Just check out the release/20.11.1 branch instead of masted and also updated docker to the newest version. same issues. also, someone else has the same issue New install fails on Ubuntu 20.04 - kafta errors

What does the “issues”-page say in Sentry?

the issues page is obviously empty, i cant send any events to sentry so how should it be able to get issues?

there is a banner about workers not checking in and another about 1 issue with my config.

Relay i still getting connection refused when trying to connect to kafka

Depends on whats faulty.

Try bringing down sentry and then run:

docker system prune --volumes
docker image prune -a

To get rid of everything related to Sentry.
Then run ./install.sh again

How did you install docker? Did you choose docker in that feature-list while installing Ubuntu?

thread title: Nothing can connect to Kafka
should be quite obvious. kafka is unreachable meaning no events whatsoever can be processed. how should there be anything on my issues page?

i have done that. a lot of times. only difference is that i removed the volumes manually by name (docker volume ls | grep sentry and then pipe those back into docker volume rm)

i followed this page https://docs.docker.com/engine/install/ubuntu/ which is the official install instructions.

Good luck :slight_smile:

@laundmo - seems like your ZooKeeper instance fails, causing Kafka to fail. The error somewhat seems to be related to this fix: https://github.com/getsentry/onpremise/pull/525/files

I’d try running that line manually after the install, restart the ZK instance and see if it helps. If it doesn’t, I’d try deleting all zookeeper-related volumes. Note that these volumes would have a prefix as they are not “global” docker volumes but scoped to the Sentry on-premise compose project.

I see that you’ve done this but I cannot really understand why ZK wouldn’t stay up.

It seems its not zookeeper or kafka, both stay up just fine.

latest zookeeper logs: https://pastebin.com/YaSkCZq8
latest kafka logs: https://pastebin.com/C9Tga5UM

at this point i have given up on getting it to work. it seems something is just deeply broken and i dont have the time or motivation to spend days on this. Im going to try if there are any updates/changes but other than that im done. disappointing.

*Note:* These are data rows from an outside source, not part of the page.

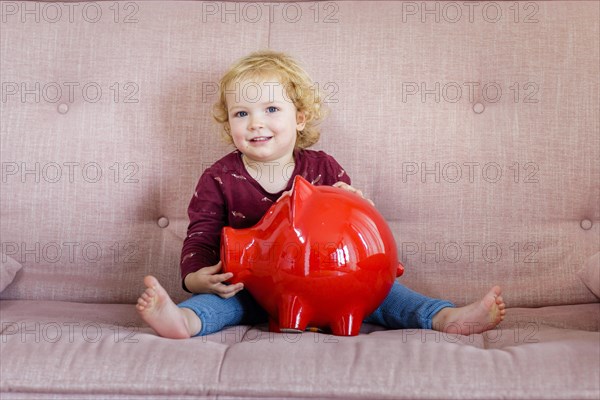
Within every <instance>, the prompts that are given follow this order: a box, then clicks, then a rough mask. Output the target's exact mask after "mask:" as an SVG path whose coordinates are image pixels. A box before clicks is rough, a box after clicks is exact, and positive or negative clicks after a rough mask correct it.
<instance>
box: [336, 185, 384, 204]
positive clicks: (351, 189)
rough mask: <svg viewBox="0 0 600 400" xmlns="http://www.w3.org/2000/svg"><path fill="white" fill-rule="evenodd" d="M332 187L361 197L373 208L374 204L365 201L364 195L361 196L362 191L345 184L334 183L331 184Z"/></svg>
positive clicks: (367, 199) (361, 193)
mask: <svg viewBox="0 0 600 400" xmlns="http://www.w3.org/2000/svg"><path fill="white" fill-rule="evenodd" d="M333 186H334V187H339V188H341V189H345V190H347V191H349V192H352V193H356V194H357V195H359V196H360V197H362V198H363V199H365V200H367V201H368V202H369V203H371V205H372V206H375V203H373V201H372V200H371V199H367V198H366V197H365V195H364V194H363V192H362V190H358V189H356V188H354V187H352V186H350V185H348V184H347V183H346V182H341V181H340V182H336V183H334V184H333Z"/></svg>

I understand the frustration and disappointment and am sorry about the experience. All I can guess is something being broken at Docker or Network layer as there’s nothing special we are doing to connect to kafka and these all work in 2 different CI systems.

Hope we get to the bottom of this.

The weird thing is that so many other services run just fine with no network issues whatsoever. I run multiple databases, 2 instances of RabbitMQ, and at least 20 different other webservices on the same server just fine.

@laundmo I’m not denying there might be things we can do to improve the situation. Just saying we just don’t know yet and for all we know, both of our CI flows seem to be able to install sentry and get a test event through. So I’m guessing there’s at least some part related to your specific setup (maybe it is about Ubuntu 20.04, or the Docker version, or something else).

We will be trying these out soon but any indicators or direct help you can provide would also help others who might be experiencing similar issues.

This topic was automatically closed 90 days after the last reply. New replies are no longer allowed.